Sevimsiz Messi şımarık Macron’u nasıl yendi?

04:0020/12/2022, Salı
G: 20/12/2022, Salı
İsmail Kılıçarslan

Yeni Şafak·İSMAİL KILIÇARSLAN - Sevimsiz Messi şımarık Macron’u nasıl yendi?1986 yılından beri, yani Maradona’nın İngilizleri eliyle hacamat edip Almanları da düzlemesinden bu yana bütün dünya kupalarında “şampiyon adayı” olarak Arjantin’i tutarım. Bu dünya kupasında da öyle oldu ama bir farkla. “En az tuttuğum Arjantin”, bu kupadaki Arjantin idi.Takımda Dolapdere bebesi gibi takılan Di Maria’nın yahut yeteneklerini çok sevdiğim Dybala’nın falan olması da yetmedi bu sefer. Messi denilen sevimsiz

1986 yılından beri, yani Maradona’nın İngilizleri eliyle hacamat edip Almanları da düzlemesinden bu yana bütün dünya kupalarında “şampiyon adayı” olarak Arjantin’i tutarım. Bu dünya kupasında da öyle oldu ama bir farkla. “En az tuttuğum Arjantin”, bu kupadaki Arjantin idi.

Takımda Dolapdere bebesi gibi takılan Di Maria’nın yahut yeteneklerini çok sevdiğim Dybala’nın falan olması da yetmedi bu sefer.
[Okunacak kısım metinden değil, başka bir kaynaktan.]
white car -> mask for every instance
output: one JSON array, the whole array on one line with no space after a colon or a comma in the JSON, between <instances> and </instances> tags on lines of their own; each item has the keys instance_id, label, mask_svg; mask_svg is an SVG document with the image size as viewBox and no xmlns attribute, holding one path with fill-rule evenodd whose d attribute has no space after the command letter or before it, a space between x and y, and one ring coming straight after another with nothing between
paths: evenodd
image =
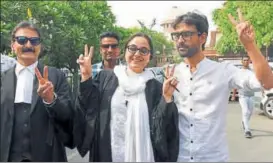
<instances>
[{"instance_id":1,"label":"white car","mask_svg":"<svg viewBox=\"0 0 273 163\"><path fill-rule=\"evenodd\" d=\"M273 72L272 63L269 63L269 65ZM255 106L258 106L268 118L273 119L273 88L264 91L263 93L255 93L254 103Z\"/></svg>"},{"instance_id":2,"label":"white car","mask_svg":"<svg viewBox=\"0 0 273 163\"><path fill-rule=\"evenodd\" d=\"M268 118L273 119L273 88L262 94L260 109Z\"/></svg>"}]
</instances>

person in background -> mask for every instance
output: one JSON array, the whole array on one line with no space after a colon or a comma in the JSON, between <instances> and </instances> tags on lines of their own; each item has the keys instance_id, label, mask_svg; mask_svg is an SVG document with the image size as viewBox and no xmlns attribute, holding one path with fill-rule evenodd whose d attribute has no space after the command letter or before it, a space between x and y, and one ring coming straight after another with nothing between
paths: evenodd
<instances>
[{"instance_id":1,"label":"person in background","mask_svg":"<svg viewBox=\"0 0 273 163\"><path fill-rule=\"evenodd\" d=\"M95 162L176 161L178 112L172 95L177 81L174 69L167 70L163 86L145 70L153 56L151 38L131 36L124 48L127 66L102 70L95 78L90 72L93 50L85 48L78 59L82 80L77 106L83 113L79 119L86 119L79 126L79 153L89 150L89 161Z\"/></svg>"},{"instance_id":2,"label":"person in background","mask_svg":"<svg viewBox=\"0 0 273 163\"><path fill-rule=\"evenodd\" d=\"M16 60L7 55L1 54L1 72L12 68L16 64Z\"/></svg>"},{"instance_id":3,"label":"person in background","mask_svg":"<svg viewBox=\"0 0 273 163\"><path fill-rule=\"evenodd\" d=\"M100 54L102 61L92 65L92 76L101 70L113 69L119 64L119 36L114 32L104 32L100 35Z\"/></svg>"},{"instance_id":4,"label":"person in background","mask_svg":"<svg viewBox=\"0 0 273 163\"><path fill-rule=\"evenodd\" d=\"M250 64L250 58L249 56L242 57L242 71L245 73L253 73L249 67ZM235 91L237 91L235 89ZM250 117L253 113L254 104L253 104L253 97L254 97L254 91L239 89L238 95L239 95L239 103L242 108L242 125L245 133L246 138L252 138L252 133L249 128L249 121Z\"/></svg>"}]
</instances>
Messi denilen sevimsiz herifin varlığı hepsine galebe çaldı. O yüzden “az tuttum” Arjantin’i.

Messi niçin sevimsizdir? Soru bu. Cevapsa şu benim açımdan: Çünkü sevimsizdir.

O pürüzsüz kariyer, o sinsi gülümseme, o kendinden başka kimseye bir borcu yokmuş gibi duruşu. Hepsinden azar azar anlayacağınız.
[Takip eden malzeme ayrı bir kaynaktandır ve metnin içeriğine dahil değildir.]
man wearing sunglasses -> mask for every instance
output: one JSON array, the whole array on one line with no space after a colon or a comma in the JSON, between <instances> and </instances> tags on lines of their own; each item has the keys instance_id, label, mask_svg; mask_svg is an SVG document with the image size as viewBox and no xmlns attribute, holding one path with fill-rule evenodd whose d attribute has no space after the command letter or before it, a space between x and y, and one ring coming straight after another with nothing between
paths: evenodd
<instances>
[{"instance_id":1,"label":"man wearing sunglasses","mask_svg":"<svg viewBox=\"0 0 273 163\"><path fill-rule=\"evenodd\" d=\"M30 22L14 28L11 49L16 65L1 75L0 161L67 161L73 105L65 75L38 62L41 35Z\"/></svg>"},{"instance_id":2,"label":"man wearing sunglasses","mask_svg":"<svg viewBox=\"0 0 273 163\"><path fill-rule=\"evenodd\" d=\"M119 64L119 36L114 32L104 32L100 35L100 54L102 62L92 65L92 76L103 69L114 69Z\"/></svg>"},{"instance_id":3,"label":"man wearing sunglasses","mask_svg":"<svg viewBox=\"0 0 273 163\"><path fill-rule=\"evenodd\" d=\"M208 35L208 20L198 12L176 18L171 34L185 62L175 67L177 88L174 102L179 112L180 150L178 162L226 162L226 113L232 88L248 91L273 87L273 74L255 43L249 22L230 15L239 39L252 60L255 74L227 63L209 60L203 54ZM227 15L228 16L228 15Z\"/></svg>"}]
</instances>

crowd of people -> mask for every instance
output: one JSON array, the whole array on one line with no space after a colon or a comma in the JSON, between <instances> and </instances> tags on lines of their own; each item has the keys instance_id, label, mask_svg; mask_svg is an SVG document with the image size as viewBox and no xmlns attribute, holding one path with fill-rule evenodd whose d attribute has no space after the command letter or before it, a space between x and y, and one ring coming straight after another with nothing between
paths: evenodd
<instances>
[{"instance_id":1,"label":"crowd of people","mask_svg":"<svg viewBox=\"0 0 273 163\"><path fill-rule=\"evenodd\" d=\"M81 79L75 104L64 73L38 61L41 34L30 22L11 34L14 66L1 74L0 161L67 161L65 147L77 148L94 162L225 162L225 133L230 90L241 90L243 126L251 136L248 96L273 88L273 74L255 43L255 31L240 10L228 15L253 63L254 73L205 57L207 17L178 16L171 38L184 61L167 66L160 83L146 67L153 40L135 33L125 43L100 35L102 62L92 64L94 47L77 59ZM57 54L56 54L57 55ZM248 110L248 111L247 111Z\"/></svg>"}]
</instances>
Diğer yandan, evet, takım oyununa inancı ve yetenekleri Messi’yi “büyük topçu” yapmaya yetti. Ama “efsane” olmak için gereken pürüze hiçbir zaman sahip olmadı Messi. Bu yanıyla ne Maradona ile ne Gascoigne ile ne George Best ile ne başka futbol efsaneleri ile karşılaştırılabilir. Bir çeşit Zeynep Bastık kariyeri Messi’ninki. İyi planlanmış, güzel hesaplanmış ve çok tıkırında…
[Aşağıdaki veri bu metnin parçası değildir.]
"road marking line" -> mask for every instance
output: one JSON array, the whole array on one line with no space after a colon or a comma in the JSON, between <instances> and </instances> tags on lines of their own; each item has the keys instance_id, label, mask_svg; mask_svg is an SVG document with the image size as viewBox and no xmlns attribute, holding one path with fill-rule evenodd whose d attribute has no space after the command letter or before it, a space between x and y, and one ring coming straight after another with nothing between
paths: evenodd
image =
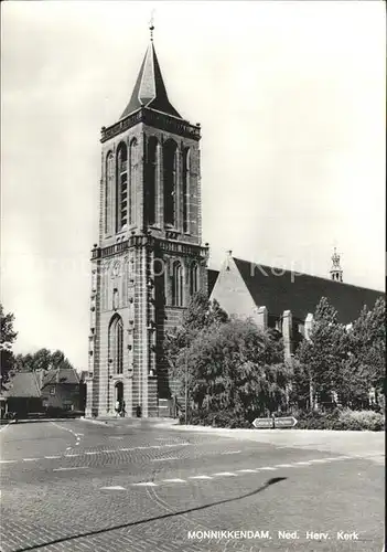
<instances>
[{"instance_id":1,"label":"road marking line","mask_svg":"<svg viewBox=\"0 0 387 552\"><path fill-rule=\"evenodd\" d=\"M89 469L88 466L78 466L76 468L54 468L53 471L68 471L71 469Z\"/></svg>"},{"instance_id":2,"label":"road marking line","mask_svg":"<svg viewBox=\"0 0 387 552\"><path fill-rule=\"evenodd\" d=\"M219 476L219 477L222 477L222 476L224 476L224 477L232 477L232 476L234 476L234 477L237 477L236 474L232 474L230 471L218 471L217 474L213 474L213 476Z\"/></svg>"},{"instance_id":3,"label":"road marking line","mask_svg":"<svg viewBox=\"0 0 387 552\"><path fill-rule=\"evenodd\" d=\"M157 487L153 481L143 481L140 484L132 484L135 487Z\"/></svg>"},{"instance_id":4,"label":"road marking line","mask_svg":"<svg viewBox=\"0 0 387 552\"><path fill-rule=\"evenodd\" d=\"M125 487L117 485L116 487L101 487L100 490L127 490Z\"/></svg>"},{"instance_id":5,"label":"road marking line","mask_svg":"<svg viewBox=\"0 0 387 552\"><path fill-rule=\"evenodd\" d=\"M171 458L153 458L151 461L166 461L166 460L179 460L176 456L173 456Z\"/></svg>"},{"instance_id":6,"label":"road marking line","mask_svg":"<svg viewBox=\"0 0 387 552\"><path fill-rule=\"evenodd\" d=\"M185 479L179 479L178 477L175 479L163 479L164 482L185 482Z\"/></svg>"}]
</instances>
Messi-Ronaldo karşılaştırmalarına da hiç ilgi duymadım aslına bakarsanız. Messi, başarı ve oynadığı takımlara katkı bakımından Ronaldo’dan daha kariyerli elbette ama Ronaldo, Messi’ye nazaran üç kilometre falan daha gerçek bir karakter.

Bu, burada bir dursun.

Aslında küçük, güzel bir umuda tutunmamı sağladı bu dünya kupası. Fas’ın finalde Arjantin’le oynama umudu. Gerçekleşmedi tabii o umut. Fransa yarı finalde Fas’ı yenerek hem FİFA’nın “sürdürülebilir kapitalizmini” garanti altına aldı hem de bizim gavurcukları pek memnun etti.

2002 Dünya Kupası yarı finallerinden önce dünya basınında atılan “Kâbus Final: Güney Kore-Türkiye” manşetlerini hatırlayanlarınız vardır. Oynanan futbolun kalitesi kimsenin umurunda değildi. Dünya kupasının oluşturduğu devasa ekonomi yüzündendi o manşetler.

“Amma takıldın yahu bu işe?” diye soran olursa cevabım hazır: “Futbol ölüm kalım meselesi değildir, bundan daha önemli bir şeydir.”

Bu da burada bir dursun.

Sevimsiz Messi’nin şımarık Macron’u yenip Fransızları gözyaşlarıyla baş başa bırakması yine de “büyük hikâye”dir benim açımdan. Zira dünyanın neresinde olursa olsun emperyalistlerin gözyaşı dökmesi büyük hikâyedir.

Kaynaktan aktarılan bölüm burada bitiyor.